Um primeiro argumento é que a presunção jurídica é uma imposição. Ora, não só não é uma imposição, como não afasta a análise casuística das situações concretas. É, antes de mais, um ponto de partida. O seu afastamento pode e deve acontecer a qualquer momento, quando fundamentado ser contrário ao superior interesse da criança. Daí que para a sua aplicação propomos que a legislação inclua alguns critérios orientadores.

Outro argumento, repetido até à exaustão, é que não é preciso alterar a lei, que a mesma já contempla a possibilidade da aplicação da residência alternada. Ora, a atual legislação não só promove a desigualdade entre progenitores nos cuidados à criança, ao estabelecer um progenitor residente e um progenitor visitante, como permite a existência de um elemento especulativo nas decisões judiciais, tornando-as discricionárias e contribuindo, assim, para o aumento dos conflitos parentais. Se a isto ainda acrescermos o facto de as tomadas de decisões judiciais em processos tutelares cíveis, ou mesmo as apreciações de acordos por parte do Ministério Público, se sustentarem em estereótipos de género (à mãe compete cuidar, ao pai compete prover economicamente), fica clara a necessidade de alterar a legislação tendo em vista a promoção de uma parentalidade mais partilhada, com iguais níveis de envolvimento e responsabilidade. Em outros países, esta alteração de legislação traduziu-se na redução dos conflitos parentais nos tribunais, no aumento dos acordos entre pais e mães e em mais acordos de residência alternada. Nunca se assistiu a aumentos exponenciais de crianças em residência alternada após a alteração legislativa, muito menos que colocassem em perigo as mesmas, mas antes a um aumento sustentado por via da retirada de obstáculos a essas práticas parentais.
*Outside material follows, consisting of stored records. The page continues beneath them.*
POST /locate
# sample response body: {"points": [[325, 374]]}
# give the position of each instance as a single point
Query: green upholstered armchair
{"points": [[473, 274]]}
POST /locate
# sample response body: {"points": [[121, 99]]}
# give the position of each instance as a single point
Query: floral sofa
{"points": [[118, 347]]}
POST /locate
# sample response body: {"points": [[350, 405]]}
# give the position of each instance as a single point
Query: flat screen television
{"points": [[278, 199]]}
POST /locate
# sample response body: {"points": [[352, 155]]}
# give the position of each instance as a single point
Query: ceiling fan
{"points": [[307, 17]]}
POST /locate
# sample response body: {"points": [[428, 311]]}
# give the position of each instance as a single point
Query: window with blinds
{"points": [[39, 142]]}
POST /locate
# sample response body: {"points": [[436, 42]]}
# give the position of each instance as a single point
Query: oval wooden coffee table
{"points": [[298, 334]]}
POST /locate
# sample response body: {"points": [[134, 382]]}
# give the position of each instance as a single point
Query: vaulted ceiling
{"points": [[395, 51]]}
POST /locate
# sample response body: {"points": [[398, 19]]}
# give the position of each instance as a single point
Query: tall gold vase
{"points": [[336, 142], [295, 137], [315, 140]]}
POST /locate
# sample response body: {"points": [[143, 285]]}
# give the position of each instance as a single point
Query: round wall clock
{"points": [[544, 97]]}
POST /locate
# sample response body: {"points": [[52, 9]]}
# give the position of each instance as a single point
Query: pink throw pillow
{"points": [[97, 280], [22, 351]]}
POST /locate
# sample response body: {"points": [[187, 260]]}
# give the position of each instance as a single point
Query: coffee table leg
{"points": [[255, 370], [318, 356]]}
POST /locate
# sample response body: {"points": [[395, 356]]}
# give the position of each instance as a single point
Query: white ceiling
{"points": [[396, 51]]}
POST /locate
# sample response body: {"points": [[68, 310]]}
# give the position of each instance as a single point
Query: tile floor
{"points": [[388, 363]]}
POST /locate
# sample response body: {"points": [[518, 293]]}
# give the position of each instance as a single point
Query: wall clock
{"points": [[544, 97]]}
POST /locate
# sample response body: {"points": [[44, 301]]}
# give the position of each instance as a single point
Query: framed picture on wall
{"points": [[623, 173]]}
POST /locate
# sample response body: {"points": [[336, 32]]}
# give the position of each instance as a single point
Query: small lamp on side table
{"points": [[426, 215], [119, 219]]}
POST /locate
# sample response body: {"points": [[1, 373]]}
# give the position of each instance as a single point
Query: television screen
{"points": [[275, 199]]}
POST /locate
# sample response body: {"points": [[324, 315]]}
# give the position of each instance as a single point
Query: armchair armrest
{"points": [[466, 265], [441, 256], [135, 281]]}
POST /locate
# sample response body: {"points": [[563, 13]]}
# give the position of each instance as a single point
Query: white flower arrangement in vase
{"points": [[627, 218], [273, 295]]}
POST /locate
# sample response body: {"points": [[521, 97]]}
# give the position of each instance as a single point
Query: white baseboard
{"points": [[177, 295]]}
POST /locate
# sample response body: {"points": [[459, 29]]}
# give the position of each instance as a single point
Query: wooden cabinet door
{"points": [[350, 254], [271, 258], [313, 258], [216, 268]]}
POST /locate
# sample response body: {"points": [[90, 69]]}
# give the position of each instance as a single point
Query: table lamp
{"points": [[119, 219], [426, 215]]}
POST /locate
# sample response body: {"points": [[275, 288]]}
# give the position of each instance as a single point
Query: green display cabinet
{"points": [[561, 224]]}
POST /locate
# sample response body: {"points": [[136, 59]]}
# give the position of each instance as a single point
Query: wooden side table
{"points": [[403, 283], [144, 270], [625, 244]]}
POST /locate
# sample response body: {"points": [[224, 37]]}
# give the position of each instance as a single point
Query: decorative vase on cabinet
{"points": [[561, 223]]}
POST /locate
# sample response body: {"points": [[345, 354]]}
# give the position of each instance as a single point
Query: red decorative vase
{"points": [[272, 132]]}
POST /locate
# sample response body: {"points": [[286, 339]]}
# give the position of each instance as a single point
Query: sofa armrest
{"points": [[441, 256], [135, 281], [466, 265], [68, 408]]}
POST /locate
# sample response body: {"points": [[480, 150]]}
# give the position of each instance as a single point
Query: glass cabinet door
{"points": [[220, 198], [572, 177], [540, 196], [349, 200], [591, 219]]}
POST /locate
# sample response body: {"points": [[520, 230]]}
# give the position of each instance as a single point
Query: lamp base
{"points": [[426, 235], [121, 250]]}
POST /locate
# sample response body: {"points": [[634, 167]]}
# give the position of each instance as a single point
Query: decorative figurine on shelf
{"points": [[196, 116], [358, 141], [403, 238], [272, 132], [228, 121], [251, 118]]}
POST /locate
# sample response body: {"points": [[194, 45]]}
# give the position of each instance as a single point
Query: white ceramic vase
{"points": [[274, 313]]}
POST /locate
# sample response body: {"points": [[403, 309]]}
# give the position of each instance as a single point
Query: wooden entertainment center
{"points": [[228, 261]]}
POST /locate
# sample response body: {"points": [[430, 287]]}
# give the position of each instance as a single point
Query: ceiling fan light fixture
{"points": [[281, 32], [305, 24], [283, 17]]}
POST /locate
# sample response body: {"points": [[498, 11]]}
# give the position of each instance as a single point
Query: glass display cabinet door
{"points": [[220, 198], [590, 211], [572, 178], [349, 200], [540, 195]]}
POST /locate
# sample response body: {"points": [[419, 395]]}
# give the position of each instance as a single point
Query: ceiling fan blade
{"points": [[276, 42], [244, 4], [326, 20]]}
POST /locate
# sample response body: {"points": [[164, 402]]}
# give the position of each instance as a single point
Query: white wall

Temos ainda o argumento da estabilidade da criança. Ora, a estabilidade da criança define-se menos pelos espaços onde habita e frequenta do que pelas relações continuadas, envolvidas e significativas no tempo com ambos os pais e mães. A residência única não permite isso, cortando a relação continuada, envolvida e significativa no tempo com um dos progenitores. O mesmo acontece com o argumento simplista do incómodo da “mala às costas”. A verdade é que as crianças em residência única fazem mais mudanças de residência, passam mais horas em transportes e fazem mais quilómetros que as crianças em residência alternada.
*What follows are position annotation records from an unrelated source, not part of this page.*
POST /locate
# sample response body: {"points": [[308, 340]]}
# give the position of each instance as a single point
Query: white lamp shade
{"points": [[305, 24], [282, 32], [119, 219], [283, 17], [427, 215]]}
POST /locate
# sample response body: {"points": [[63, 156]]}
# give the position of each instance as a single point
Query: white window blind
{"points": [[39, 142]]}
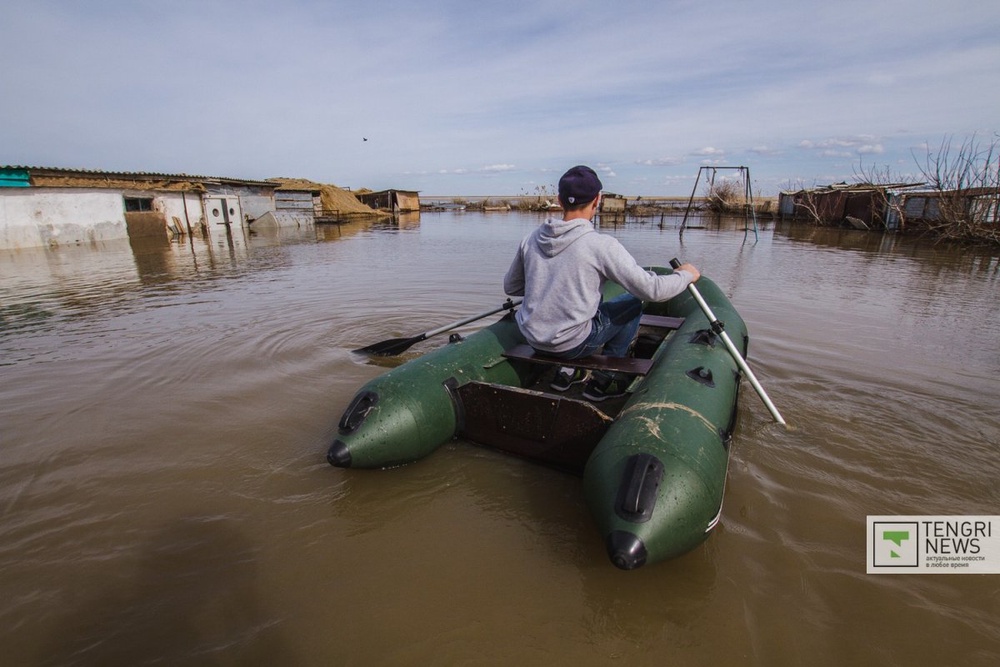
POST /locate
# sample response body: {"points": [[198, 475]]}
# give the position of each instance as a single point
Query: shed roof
{"points": [[58, 177]]}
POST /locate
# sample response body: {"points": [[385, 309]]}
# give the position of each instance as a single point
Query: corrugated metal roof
{"points": [[135, 175]]}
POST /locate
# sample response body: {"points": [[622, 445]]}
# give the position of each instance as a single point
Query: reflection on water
{"points": [[165, 409]]}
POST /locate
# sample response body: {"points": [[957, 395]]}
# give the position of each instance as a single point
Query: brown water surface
{"points": [[165, 411]]}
Por fim, o argumento que visa desviar as atenções dos objetivos reais desta petição, querendo fazer da exceção a regra: a violência doméstica e o abuso sexual de crianças. A residência alternada não é aplicada em situações de violência doméstica e/ou abuso sexual de crianças. E mais nada há a dizer sobre isto, visto que qualquer desses comportamentos criminais, seja por via de fortes indícios, seja por via de condenação, não se adequam com uma parentalidade cuidadora. No entanto, tenta-se misturar conflitos parentais com tais comportamentos criminosos com vista a descentrar a discussão do que é essencial para a nossa sociedade: promover o envolvimento parental mais igualitário, sabendo nós que tal igualdade é benéfica para as crianças. Não é por existirem, lamentavelmente, estes comportamentos danosos na vida de algumas crianças que se deve continuar a impedir a grande maioria de ter uma vida sem conflitos parentais e com um desenvolvimento mais harmonioso.

Assim, no nosso entender, as iniciativas legislativas que se encontram na Assembleia da República devem ter em conta, aquando da discussão na especialidade, os três pilares que constituem a sugestão de alteração legislativa por parte da APIPDF: a presunção jurídica, as orientações normativas e os planos parentais. Esses três pilares são fundamentais para o avanço positivo do Direito de Família e das Crianças.

Termino com a nota de que esta iniciativa da APIPDF é centrada nos melhores interesses das crianças, pois somos inspirados pelos nossos filhos e pelas nossas filhas. Não temos quaisquer interesses corporativos, profissionais ou de agenda ideológica, a não ser o de acabar com grande parte dos conflitos parentais e que mais nenhuma criança passe o que os nossos filhos e as nossas filhas passaram.